МС: В воспоминаниях моделей 1960-70-х меня потрясло, что каждая модель должна иметь особый чемоданчик, в котором она постоянно носила свои собственные аксессуары, обувь, косметику и накладные волосы. Вы застали это время?
Л.Е.: Дайте мне кое-что вам рассказать. У нас в городе Сент-Катаринс (это в Канаде, провинция Онтарио – прим. MC.) все говорили моей маме: «Она у вас такая хорошенькая и высокая, ей точно надо стать моделью». Мы пришли на собеседование, и мне сказали: «Да, мы принимаем тебя». Впрочем, это не имело никакого значения – это была платная модельная школа, они всех брали. Мама решила сэкономить и записала меня только на уроки самосовершенствования. Нас учили краситься, ходить по лестнице... Тут я уже сама сказала маме, что очень хочу быть моделью. Но единственным агентством в нашем городе было то, которое владело этой школой, – пришлось заниматься по полной программе. Вот тогда они мне и сказали: «Тебе нужна сумка, в которой должны быть подплечники, волосы, косметика, то, другое». И действительно, дизайнер Билл Бласс перед показом говорил нам: « Я хочу, чтобы вы выглядели, как вам самим нравится, так что делайте со своими лицами что хотите».
МС: Вы сейчас в ладу со своей внешностью?

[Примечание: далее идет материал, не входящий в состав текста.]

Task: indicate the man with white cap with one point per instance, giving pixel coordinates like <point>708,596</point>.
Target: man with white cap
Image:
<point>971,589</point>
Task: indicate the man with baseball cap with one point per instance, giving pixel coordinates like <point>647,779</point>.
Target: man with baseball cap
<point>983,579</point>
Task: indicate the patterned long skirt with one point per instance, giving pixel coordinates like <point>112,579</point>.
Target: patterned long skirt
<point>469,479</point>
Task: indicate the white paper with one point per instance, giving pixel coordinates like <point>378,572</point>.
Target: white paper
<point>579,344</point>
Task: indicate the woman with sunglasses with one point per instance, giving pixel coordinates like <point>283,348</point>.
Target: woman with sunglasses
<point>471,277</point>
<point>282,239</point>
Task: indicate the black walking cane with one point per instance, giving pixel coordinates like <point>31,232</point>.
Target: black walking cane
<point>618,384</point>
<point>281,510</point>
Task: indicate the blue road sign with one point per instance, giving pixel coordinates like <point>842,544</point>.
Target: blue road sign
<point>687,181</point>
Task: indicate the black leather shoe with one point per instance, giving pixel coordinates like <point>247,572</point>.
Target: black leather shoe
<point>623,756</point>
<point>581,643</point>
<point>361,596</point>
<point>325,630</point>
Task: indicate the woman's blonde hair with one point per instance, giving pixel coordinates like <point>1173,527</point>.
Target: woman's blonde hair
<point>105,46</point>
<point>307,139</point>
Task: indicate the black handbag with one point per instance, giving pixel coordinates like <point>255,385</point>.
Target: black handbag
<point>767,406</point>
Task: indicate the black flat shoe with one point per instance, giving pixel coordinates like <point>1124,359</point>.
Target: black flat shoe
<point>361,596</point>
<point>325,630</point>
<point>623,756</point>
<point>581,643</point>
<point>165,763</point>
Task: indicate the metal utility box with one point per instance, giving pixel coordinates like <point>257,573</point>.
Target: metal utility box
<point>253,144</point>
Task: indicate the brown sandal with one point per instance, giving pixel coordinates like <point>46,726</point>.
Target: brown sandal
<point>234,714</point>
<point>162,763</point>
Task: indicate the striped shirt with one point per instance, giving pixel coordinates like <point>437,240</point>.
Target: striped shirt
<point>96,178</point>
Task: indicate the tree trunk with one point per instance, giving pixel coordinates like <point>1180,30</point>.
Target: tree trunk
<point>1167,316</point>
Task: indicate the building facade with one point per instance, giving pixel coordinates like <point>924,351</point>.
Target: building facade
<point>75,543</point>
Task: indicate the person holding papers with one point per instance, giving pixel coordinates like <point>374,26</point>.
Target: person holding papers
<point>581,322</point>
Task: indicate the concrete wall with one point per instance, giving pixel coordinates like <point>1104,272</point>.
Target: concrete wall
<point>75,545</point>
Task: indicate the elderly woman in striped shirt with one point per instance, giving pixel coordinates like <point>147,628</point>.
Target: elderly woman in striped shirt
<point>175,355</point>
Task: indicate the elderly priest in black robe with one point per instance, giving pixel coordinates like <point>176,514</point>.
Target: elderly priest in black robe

Л.Е.: Я не старюсь быть молодой. Я даже не хочу быть молодой. У меня в этом году умер папа. Вы помните Кевина Oукона, был такой стилист по макияжу? Я постоянно о нем вспоминаю. Он панически боялся морщин. Постоянно говорил: «Пользуйся кремом от солнца, не делай того, не делай этого». Знаете, он умер в 40 лет – и да, у него так и не появились морщины. А я хочу успеть состариться. Я не спорю с процессом и принимаю все изменения, которые со мной происходят. Но, конечно, я при этом хочу хорошо выглядеть. Именно так – не молодо, а ХОРОШО! Это разные вещи.
МС: Но что-то в том, как вы двигаетесь, дает ощущение, что вам никак не 51, а 16.
Л.Е.: О, спасибо, дайте я вас за это поцелую! Все потому, что я умею выбрать позу, эмоцию, ракурс. И вещи, которые меня украшают. Модели очень трудно рекламировать то, что ей категорически не нравится, – какой бы великой актрисой она ни была.